Wiedeń: Cilić i Monfils ścigają się o miejsce w Masters

/ Anna Wilma , źródło: atpworldtour.com, foto: atpworldtour.com

Walka o dwa miejsca, pozostałe w mistrzowskim turnieju panów w Londynie, rozgorzała już na dobre. Dzisiaj w Wiedniu do osiągnięcia tego celu przybliżyli się Marin Cilić i Gael Monfils, którzy bez większych problemów awansowali do ćwierćfinału imprezy. Zwycięsko przez drugą rundę przeszli także Feliciano Lopez i Jurgen Melzer. Zmienne szczęście dopisywało polskim deblistom. Łukasz Kubot i Olivier Marach zameldowali się w półfinale, ale Mariusz Fyrstenberg i Marcin Matkowski zostali wyeliminowali po wyrównanym mistrzowskim tie-breaku.

Najwyżej rozstawiony Marin Cilić pokonał dzisiaj Daniela Brandsa 7:6(7), 6:4. Reprezentant Chorwacji wygrał siedemdziesiąt dziewięć procent punktów po własnym podaniu i zaserwował siedem asów. Cilić zajmuje aktualnie dwunaste miejsce w rankingu ATP, ale swojego dorobku punktowego na pewno nie powiększy w tym tygodniu. Wszystko dlatego, że wygrał już w tym sezonie dwie imprezy ATP World Tour 250 (w Chennai i Zagrzebiu), a tylko dwa turnieje z tej kategorii wliczane są do punktacji.

Chorwat spotka się w ćwierćfinale z Feliciano Lopezem. Hiszpan to szósty z rozstawienia zawodnik w Wiedniu i mistrz edycji 2004. Dziś pokonał reprezentanta gospodarzy, Daniela Koellerera 6:3, 6:3 w 82 minuty. Lopez przypomniał niedawno o sobie, awansując do półfinału prestiżowych zawodów w Szanghaju, gdzie przegrał dopiero z Rafaelem Nadalem. Tytuł z Wiednia jest jedynym w jego dotychczasowym dorobku. W finale przed pięcioma laty był lepszy od Guillermo Canasa.

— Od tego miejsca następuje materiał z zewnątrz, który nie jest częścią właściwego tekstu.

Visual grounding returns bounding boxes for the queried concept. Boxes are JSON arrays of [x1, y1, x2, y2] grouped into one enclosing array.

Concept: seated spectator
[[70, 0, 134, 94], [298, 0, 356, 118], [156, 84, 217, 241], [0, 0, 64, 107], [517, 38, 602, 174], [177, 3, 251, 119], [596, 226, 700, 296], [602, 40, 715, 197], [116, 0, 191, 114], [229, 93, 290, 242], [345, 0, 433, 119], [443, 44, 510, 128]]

Gael Monfils, rozstawiony z numerem trzy, triumfował 6:1, 2:6, 6:4 nad Janem Hajkiem z Czech. Do zwycięstwa, pomimo konieczności rozegrania trzech setów, potrzebował nieco ponad dziewięćdziesiąt minut. Francuz ma szansę na zdobycze punktowe w Wiedniu. Jeżeli dojdzie do finału, zyska 60 "oczek", a w razie zwycięstwa – 160. W tym roku udało mu się zakończyć turniej bez przegranej tylko raz, a miało to miejsce przed francuską publicznością w Metz we wrześniu.